Believe it or not, the Cold War didn't burn hot everywhere. Communists were once a normal part of the landscape in, say, Winnipeg ... and Italy.
Cosmonaut is an offbeat and touching story of a teenage girl and her brother in '60s Italy, the products of a family of activists at a time when the communists had an outside chance of at least being part of a coalition government.
As such, the Italian Communist Youth League is something of a community centre for the earnest Luciana (Marianna Raschilla), so much so that her best "frenemy" from school decides to join with her because it seems like a place to meet cute boys.
For her part, Luciana, and her adored, maladroit, epilepsy-stricken brother Arturo (Pietro Del Giudice) share an obsession with the Soviet space program that dates back to their childhoods and the launch of Sputnik. They memorize every Vostok mission, and Luciana dreams about the day a woman will be sent in space. (Director Susanna Nicchiarelli punctuates the film with the familiar beepy ship-to-Earth communication noises and crackles, and footage of various Russian space missions, and times the last act with the groundbreaking launch of woman cosmonaut Valentina Tereshkova.)
Their obsession makes them misanthropes in the Youth League that is their second home. Arturo is considered a geek, and is bullied. And Luciana is not taken seriously and subjected to piggish comments in a milieu that is clearly chauvinist, despite all the rhetoric of comrades and equality. "They ignore me, and when I say something they like, they pretend it's their idea," she complains.
Nobody really buys the notion that the space program is symbolic of anything, leaving Luciana and Arturo alone in their excited space talk.
Human nature, however, begins to unravel their microcosmic communist utopia. Luciana plays with the affections of a dutiful, overweight young comrade, while lusting after one of the young speech-making firebrands (who, in turn, is snogging the aforementioned frenemy). Disruptive sexual politics is dismaying enough for the adult communist mentors Leonarda and Marisa (Angelo Orlando and director Nicchiarelli) but the dogma really hits the fan when some of the kids take it upon themselves to vandalize the headquarters of the hated Socialists, attracting the interest of the police.

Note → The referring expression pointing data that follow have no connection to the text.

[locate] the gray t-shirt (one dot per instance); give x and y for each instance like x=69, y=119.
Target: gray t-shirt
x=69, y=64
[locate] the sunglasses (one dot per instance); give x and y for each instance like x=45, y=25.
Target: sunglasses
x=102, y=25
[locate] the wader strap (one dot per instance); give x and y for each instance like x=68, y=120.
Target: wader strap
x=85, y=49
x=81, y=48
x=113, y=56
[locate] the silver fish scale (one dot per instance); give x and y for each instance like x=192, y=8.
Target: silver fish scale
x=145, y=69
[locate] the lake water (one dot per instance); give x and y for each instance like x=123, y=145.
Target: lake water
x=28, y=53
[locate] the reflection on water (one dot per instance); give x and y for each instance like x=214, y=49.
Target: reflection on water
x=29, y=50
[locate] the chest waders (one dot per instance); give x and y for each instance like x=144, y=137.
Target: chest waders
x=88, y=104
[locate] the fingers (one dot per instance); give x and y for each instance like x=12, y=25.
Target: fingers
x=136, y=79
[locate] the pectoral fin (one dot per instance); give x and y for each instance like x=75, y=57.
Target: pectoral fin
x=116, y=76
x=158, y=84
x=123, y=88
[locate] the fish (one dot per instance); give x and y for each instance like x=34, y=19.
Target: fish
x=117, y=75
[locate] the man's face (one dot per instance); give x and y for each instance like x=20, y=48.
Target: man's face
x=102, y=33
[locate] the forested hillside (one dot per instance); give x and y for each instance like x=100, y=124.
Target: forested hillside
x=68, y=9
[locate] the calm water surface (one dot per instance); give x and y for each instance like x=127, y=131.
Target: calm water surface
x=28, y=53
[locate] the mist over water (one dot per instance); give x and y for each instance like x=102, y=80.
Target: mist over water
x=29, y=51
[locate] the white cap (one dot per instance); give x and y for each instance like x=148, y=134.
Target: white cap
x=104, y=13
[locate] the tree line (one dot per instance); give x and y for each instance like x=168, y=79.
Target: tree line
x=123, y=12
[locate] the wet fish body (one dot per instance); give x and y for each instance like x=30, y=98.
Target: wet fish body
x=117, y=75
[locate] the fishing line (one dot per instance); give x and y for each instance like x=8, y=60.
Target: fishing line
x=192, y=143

Meanwhile, back at home, Luciana and Arturo's widowed mother (Claudia Pandolfi) has married a decided non-leftist authoritarian, who takes a dim view of communist social activities for teenage girls.
It all seems headed for some kind of tragic flashpoint, but, as a director, Nicchiarelli is not that kind of drama queen. Cosmonaut is a slice-of-life film from a time and place now lost. It places the template of teen soap opera against the kind of idealism that once fueled the embrace of communism (the theoretical kind of communism at least, where everything works out splendidly).
And as Luciana's missteps prove, Marxism isn't the only thing in life that doesn't necessarily work out as planned.